Every two hundred years, one of the insurance sectors goes bust and has to be bailed out somehow; every hundred billion trillion years, all ten insurance sectors go bust all at the same time. We assume this is too big to be bailed out, and there's a grand collapse of the whole insurance industry with knock on effects throughout the economy.
But now assume that insurance companies are allowed to invest in each other's sectors. The most efficient way of doing so is to buy equally in each of the ten sectors. The payouts across the market as a whole are now described by the discrete binomial distribution with n=100 and p=0.5:
This is a much narrower distribution (relative to its mean). In order to have enough capital to payout 99.5% of the time, the whole industry needs only keep £63 million in capital (the red dashed line). Note that this is far less that the combined capital for each sector when they were separate, which would be ten times £9 million, or £90 million (the pink dashed line). There is thus a profit taking opportunity in this area (it comes from the fact that the standard deviation of X+Y is less that the standard deviation of X plus the standard deviation Y).
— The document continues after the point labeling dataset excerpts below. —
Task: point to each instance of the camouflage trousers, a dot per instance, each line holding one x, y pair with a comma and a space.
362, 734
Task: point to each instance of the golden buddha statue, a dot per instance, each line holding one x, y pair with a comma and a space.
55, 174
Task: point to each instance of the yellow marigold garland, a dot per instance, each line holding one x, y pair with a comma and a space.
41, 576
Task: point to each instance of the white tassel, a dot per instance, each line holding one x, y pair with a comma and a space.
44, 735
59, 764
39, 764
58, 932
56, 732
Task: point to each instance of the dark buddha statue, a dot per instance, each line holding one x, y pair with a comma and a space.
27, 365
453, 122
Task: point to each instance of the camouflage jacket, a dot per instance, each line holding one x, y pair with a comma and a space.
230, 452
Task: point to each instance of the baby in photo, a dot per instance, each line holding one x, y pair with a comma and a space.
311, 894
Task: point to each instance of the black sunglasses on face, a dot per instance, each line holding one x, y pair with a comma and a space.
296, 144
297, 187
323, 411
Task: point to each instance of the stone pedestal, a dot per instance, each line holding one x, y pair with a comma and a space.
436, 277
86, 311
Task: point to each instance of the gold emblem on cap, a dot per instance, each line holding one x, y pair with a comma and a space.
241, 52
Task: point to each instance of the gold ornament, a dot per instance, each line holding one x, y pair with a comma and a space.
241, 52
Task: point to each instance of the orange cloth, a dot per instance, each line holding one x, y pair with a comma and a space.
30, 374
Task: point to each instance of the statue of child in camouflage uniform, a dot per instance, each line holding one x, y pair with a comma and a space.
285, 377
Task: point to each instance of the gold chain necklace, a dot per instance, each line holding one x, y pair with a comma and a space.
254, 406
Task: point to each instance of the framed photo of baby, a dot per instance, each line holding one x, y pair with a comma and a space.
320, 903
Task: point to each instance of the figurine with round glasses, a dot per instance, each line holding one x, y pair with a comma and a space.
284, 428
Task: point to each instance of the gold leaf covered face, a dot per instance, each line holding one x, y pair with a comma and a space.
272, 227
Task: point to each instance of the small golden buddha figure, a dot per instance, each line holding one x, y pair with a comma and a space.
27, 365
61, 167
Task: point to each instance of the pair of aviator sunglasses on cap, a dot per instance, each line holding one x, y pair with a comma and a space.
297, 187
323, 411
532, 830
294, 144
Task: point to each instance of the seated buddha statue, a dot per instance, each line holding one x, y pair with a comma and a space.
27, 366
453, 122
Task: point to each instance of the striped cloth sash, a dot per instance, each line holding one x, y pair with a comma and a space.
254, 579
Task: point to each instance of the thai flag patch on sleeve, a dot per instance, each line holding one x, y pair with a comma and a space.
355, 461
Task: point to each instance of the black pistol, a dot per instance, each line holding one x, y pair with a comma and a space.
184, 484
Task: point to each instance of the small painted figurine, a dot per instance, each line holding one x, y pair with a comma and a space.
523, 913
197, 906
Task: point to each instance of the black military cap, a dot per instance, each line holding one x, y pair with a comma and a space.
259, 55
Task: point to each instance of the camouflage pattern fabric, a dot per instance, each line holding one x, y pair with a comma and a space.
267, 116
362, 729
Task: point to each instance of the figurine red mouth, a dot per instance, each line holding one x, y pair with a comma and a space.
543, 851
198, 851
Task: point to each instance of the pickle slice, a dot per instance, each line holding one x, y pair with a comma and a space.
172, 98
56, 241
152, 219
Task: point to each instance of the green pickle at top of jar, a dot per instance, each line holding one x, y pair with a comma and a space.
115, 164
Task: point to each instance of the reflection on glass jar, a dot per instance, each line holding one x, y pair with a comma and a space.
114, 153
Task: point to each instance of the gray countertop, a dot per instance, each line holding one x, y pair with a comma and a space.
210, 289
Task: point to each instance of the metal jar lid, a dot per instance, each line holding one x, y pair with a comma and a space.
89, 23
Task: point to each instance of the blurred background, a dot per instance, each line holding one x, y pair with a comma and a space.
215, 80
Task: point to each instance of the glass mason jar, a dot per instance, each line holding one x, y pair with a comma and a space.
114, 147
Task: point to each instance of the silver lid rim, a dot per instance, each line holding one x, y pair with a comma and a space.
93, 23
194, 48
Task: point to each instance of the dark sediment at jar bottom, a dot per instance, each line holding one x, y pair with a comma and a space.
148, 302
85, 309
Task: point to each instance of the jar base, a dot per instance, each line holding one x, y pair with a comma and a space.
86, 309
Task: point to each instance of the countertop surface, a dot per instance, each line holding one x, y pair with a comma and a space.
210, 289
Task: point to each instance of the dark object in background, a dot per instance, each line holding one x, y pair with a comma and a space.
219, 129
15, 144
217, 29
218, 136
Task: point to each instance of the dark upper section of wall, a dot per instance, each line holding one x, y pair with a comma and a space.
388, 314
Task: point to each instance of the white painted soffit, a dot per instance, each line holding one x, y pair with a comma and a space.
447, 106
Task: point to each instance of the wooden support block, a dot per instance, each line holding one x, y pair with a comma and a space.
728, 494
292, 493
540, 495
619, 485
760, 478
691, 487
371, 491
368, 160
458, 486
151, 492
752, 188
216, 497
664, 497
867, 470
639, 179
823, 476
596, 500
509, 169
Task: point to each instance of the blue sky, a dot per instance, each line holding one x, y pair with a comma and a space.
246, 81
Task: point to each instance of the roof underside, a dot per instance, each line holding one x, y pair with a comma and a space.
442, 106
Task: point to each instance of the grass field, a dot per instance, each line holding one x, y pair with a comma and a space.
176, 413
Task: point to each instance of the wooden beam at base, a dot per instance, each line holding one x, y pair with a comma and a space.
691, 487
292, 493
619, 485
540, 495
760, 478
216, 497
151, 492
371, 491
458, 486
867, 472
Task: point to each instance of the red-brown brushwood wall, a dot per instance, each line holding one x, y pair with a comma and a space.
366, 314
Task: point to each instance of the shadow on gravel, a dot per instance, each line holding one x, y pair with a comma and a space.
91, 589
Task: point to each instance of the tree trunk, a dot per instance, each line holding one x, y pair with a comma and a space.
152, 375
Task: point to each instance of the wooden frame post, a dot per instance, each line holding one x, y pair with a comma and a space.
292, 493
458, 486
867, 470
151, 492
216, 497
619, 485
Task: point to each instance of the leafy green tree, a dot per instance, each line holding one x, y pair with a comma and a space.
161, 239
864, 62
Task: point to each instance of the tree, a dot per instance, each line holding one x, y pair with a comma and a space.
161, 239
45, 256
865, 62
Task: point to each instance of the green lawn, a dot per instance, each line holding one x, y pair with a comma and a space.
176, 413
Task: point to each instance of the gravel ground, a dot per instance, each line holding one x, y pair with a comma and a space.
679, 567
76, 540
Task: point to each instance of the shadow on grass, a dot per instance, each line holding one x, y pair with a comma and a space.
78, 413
If the industry still expects to make an expected profit of £1 million per sector, this comes to £10 million total. The expected payout is £50 million, so they will charge £60 million in premium. To accomplish their Solvency II obligations, they still need to hold an extra £3 million in capital (since £63 million - £60 million = £3 million). However, this is now across the whole insurance industry, not just per sector.
Thus they expect profits of £10 million based on holding capital of £3 million - astronomical profits! Of course, that assumes that the insurance companies capture all the surplus from cross investing; in reality there would be competition, and a buyer surplus as well. But the general point is that there is a vast profit opportunity available from cross-investing, and thus if these investments are possible, they will be made. This conclusion is not dependent on the specific assumptions of the model, but captures the general result that insuring independent risks reduces total risk.
But note what has happened now: once every 200 years, an insurance company that has spread their investments across the ten sectors will be unable to payout what they owe. However, every company will be following this strategy! So when one goes bust, they all go bust. Thus the complete collapse of the insurance industry is no longer a one in hundred billion trillion year event, but a one in two hundred year event. The risk for each company has stayed the same (and their profits have gone up), but the systemic risk across the whole insurance industry has gone up tremendously.
...and they failed to live happily ever after for very much longer.